This post is me looking at 1905.12186.pdf and giving some ideas on how it might fail.
Firstly, I would like to point out that I think the design in this paper does buy you some amount of marginal safety when dealing with slightly superhuman AI's, and that it still gives opportunity to perhaps get something useful out.
Failure mode 1)
A lack of optimization doesn't mean a lack of danger. Even after the episode ends, the box may contain dangerous optimized items. Given that the box was specified to contain only a human, (And some cloths) this suggests the most dangerous thing that could leave is probably some form of meme. For example, suppose the AI finds a very convincing argument that humans should do whatever AI's want. This is a very good solution to the problem of hacking the human into giving the AI whatever answer it wants. (Which is pretty much what this AI was programmed to do, although it may sometimes give good answers on occasions where that is easier than hacking the operator) Once the human exits the box, the idea can go viral.
Failure mode 2)
What does the "Asymptotic optimality" mean in practice. Imagine a world containing BoMAI. The BoMAI comes up with a plan to take over the world after this episode has ended. It tries this plan. Lets imagine a magic angel interferes with this plan, stopping it the moment the episode ends. So the BoMAI is somewhat puzzled, and tries again. Eventually BoMAI will learn that plans involving taking over the world after the end of the episode never work, and so it will stop doing them. This means the magic angel only has a finite amount of work to do. Plans that involve taking over the world are assumed to receive a lower rating within the episode. The smaller the difference in reward between a plan that also takes over the world after the episode, and a plan that purely optimizes within an episode, the more slowly such taking over world plans disappear. Leading in the limit to failure mode 1.
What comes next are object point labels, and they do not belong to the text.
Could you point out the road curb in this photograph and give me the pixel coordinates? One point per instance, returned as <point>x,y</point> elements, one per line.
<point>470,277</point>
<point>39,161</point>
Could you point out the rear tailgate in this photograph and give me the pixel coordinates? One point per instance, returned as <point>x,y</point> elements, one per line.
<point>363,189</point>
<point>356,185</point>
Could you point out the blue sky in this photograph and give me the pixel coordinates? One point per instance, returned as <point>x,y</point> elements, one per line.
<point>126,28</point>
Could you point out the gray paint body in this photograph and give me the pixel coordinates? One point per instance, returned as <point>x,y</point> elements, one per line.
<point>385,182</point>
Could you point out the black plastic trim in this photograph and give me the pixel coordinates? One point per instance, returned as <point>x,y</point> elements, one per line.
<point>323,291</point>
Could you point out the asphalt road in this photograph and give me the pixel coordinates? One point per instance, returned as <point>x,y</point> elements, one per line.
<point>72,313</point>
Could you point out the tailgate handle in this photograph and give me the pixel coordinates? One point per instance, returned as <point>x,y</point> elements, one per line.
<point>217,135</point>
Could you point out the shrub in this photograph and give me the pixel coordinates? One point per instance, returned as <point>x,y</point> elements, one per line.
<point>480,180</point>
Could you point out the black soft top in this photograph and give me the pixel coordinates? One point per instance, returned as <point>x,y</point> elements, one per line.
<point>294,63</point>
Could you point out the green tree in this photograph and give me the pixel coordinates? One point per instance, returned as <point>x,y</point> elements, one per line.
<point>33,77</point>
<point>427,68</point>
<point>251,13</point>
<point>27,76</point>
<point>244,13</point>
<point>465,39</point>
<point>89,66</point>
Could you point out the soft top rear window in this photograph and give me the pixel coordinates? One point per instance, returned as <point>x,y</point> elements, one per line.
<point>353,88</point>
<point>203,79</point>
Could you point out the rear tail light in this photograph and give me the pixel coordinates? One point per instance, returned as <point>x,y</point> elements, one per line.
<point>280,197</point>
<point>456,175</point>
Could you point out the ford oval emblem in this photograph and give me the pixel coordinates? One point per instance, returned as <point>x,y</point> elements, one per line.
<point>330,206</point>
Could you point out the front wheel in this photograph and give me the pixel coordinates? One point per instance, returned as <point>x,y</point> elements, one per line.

Of course, in reality, the magic angel doesn't exist, and the AI succeeds in taking over the world.
Failure mode 3)
Criticizing the box.
The mentor has no vacuum between them and the font of all evil (the AI). There is also no Faraday cage, and a screen facing the mentor that is vulnerable to all sorts of hacking. Therefore the mentor can be hacked. There is no vacuum between the mentor and the AI, so if the mentor can claw through concrete, they gain hardware level access to the AI. They can then disable the pressure sensors and any other systems that end the episode. Now the airlocks can be opened by using whatever mechanism is used to open the airlocks at the end of an episode.
There must be some point where information from the pressure sensors feeds into the AI system to stop the episode. This point, and the pressure sensors themselves, are vulnerable to electromagnetic and sonic interference from the AI. Suppose the AI has a bunch of cooling fans it is in control of, and by vibrating them all in just the right way, it can cause all the sound waves to constructively interfere right on the solder joint between a pressure sensor and the AI's circuits. This allows it to work the solder loose, slowly breaking that connection. The AI can now encourage the human operator to smash the glass.
The AI bootstraps nanotech. It turns out there was a sophisticated and easily hackable piece of proto-nanotech just sitting around, in the form of a bacteria just sitting on one of the AI's chips. By carefully controlling the electromagnetic, thermal and sonic emissions of its hardware, the AI can hack that ribosome. The bootstrapped nanotech can tunnel through the walls of the box and take over the world.
There are other flaws in the "nothing can get through". For instance, solid objects could be poked through a small hole, so long as the hole was carefully sealed to stop gasses escaping. Or tiny amounts of gas could be leaked through a pinhole, not enough to trip the pressure sensors, with information in which gas. But I can't think of how to use these to take over the world.